One day I was talking about the idea to a guard, and learned that he was growing various vegetables on his property. He talked about his
experiences of growing them, the costs involved, and a few tips. I was able to take my fantasy of growing food a little bit further by listening to him talk. Of course, I was not personally involved in every incident of kindness of which I became aware. Some I merely heard about or witnessed. There were prisoners assigned to every floor of every cell block whose job it was to sweep, mop, throw out the trash, and
distribute the trays of food during meal times to those who were confined to their cells. There were a few guards who would inflate the number of trays of food that they needed in order to have extra trays sent to the block, which they would give to different workers.

On other occasions, the prisoners thus favored would ask the guards to call the hearing officer to ask for a break for a prisoner who had broken a rule. One time a prisoner had his radio confiscated following a search of his cell. Another guard who he worked for got the radio back for him.
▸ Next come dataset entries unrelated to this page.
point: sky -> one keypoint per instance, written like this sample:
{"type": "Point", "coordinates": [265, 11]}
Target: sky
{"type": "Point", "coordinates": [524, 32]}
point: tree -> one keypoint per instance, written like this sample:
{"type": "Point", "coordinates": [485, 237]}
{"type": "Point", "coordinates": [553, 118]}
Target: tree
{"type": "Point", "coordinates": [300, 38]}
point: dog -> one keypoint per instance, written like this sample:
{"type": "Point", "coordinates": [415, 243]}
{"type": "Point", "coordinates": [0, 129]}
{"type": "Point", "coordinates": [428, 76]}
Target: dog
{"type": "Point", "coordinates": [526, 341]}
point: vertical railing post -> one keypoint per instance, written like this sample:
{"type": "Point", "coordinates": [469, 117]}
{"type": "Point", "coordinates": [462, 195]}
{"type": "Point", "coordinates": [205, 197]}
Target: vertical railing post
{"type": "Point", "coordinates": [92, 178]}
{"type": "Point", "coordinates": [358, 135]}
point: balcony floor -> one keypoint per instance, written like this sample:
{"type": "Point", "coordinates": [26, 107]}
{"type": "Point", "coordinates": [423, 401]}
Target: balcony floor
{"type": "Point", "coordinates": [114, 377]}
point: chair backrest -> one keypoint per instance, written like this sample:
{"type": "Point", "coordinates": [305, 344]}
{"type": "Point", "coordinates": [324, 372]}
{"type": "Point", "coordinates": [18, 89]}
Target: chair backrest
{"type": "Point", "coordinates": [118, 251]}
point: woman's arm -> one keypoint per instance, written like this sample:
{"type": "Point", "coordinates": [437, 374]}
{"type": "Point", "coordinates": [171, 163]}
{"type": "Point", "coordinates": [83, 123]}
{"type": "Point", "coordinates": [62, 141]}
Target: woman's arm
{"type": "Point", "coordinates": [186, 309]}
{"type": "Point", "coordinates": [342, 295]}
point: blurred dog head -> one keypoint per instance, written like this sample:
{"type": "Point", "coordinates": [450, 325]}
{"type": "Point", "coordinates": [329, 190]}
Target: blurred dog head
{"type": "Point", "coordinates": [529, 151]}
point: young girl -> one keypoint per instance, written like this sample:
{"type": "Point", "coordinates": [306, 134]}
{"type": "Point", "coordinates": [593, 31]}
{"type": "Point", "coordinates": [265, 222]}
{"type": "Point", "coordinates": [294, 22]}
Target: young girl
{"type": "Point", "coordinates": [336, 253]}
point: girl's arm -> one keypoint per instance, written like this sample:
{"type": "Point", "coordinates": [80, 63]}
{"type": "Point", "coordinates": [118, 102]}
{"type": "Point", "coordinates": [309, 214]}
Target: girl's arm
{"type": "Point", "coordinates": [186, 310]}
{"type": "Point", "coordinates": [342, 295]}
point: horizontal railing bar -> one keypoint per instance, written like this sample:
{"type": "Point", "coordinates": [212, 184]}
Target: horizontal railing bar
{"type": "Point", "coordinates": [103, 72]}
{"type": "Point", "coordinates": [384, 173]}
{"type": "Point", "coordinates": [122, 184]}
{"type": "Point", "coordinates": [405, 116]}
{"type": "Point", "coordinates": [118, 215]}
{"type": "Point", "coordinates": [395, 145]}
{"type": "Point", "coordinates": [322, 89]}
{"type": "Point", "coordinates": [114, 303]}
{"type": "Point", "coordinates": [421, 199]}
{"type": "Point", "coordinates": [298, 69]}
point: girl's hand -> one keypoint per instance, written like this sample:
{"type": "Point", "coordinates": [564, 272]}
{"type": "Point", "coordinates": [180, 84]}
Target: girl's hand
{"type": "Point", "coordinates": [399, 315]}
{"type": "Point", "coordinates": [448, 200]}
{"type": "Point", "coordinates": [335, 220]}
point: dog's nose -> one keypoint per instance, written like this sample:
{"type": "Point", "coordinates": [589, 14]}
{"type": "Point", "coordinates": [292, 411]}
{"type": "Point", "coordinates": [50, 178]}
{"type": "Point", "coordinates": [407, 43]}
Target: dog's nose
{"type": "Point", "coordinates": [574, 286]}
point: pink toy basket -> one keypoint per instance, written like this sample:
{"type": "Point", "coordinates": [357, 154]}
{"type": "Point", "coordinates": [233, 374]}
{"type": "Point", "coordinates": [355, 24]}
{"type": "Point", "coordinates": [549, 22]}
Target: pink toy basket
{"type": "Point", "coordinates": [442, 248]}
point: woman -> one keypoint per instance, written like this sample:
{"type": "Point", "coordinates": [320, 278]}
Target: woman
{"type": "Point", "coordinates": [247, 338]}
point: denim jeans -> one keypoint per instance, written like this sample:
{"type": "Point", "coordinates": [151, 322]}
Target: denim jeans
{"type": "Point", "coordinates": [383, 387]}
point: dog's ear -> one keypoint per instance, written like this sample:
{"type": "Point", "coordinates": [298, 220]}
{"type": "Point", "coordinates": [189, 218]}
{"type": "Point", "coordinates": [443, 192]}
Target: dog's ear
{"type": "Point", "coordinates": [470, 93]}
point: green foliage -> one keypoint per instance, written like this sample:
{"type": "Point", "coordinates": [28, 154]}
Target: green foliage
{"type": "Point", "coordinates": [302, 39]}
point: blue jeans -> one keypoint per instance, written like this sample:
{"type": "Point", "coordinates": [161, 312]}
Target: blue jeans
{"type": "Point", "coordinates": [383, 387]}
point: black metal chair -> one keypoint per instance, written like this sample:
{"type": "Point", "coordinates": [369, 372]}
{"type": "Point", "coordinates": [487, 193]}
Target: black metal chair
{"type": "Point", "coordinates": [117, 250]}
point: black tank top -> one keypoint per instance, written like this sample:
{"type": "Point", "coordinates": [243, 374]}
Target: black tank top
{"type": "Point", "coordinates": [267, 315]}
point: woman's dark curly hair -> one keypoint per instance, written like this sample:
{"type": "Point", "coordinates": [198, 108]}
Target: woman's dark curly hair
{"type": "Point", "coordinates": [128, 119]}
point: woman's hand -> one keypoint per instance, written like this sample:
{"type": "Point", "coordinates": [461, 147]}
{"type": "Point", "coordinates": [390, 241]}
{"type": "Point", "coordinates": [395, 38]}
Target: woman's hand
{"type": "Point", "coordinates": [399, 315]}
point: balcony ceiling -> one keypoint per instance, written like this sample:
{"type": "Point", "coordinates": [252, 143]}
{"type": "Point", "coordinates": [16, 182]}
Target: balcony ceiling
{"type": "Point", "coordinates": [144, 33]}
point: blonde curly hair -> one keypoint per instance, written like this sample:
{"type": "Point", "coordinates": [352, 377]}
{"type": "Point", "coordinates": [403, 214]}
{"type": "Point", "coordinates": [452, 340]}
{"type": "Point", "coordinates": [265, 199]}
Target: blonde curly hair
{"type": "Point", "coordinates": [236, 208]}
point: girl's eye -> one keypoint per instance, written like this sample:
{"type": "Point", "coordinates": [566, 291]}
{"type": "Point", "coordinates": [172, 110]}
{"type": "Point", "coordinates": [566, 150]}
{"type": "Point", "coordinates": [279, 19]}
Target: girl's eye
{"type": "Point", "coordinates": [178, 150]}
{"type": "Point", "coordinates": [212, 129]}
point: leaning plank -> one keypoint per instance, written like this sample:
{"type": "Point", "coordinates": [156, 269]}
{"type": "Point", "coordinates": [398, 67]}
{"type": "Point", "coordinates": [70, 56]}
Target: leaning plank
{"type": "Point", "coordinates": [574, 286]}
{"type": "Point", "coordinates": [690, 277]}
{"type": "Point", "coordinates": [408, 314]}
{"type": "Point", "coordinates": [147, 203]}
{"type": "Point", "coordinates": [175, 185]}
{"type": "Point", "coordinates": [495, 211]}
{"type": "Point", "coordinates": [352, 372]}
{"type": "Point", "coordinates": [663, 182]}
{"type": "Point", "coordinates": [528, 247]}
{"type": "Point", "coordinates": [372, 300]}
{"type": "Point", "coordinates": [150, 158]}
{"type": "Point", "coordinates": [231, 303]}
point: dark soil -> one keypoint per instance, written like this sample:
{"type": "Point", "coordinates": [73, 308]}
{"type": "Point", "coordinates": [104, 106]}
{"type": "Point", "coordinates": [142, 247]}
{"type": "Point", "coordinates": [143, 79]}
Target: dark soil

Another time when a prisoner was scheduled to go on a family reunion visit which involved being in a trailer on the prison grounds from Friday until Sunday morning, got permission from the gallery officer to ask the guard who worked in the barber shop if he could have an unscheduled hair cut in time for the visit. The guard allowed him to get the hair cut.

Probably the most extreme example that I had ever heard of was when a lieutenant confronted another one over the latter’s harassment of a prisoner that had formerly worked for him for years and was a distant relative by marriage. He told him that he better leave him alone, otherwise it would be settled in the parking lot after work.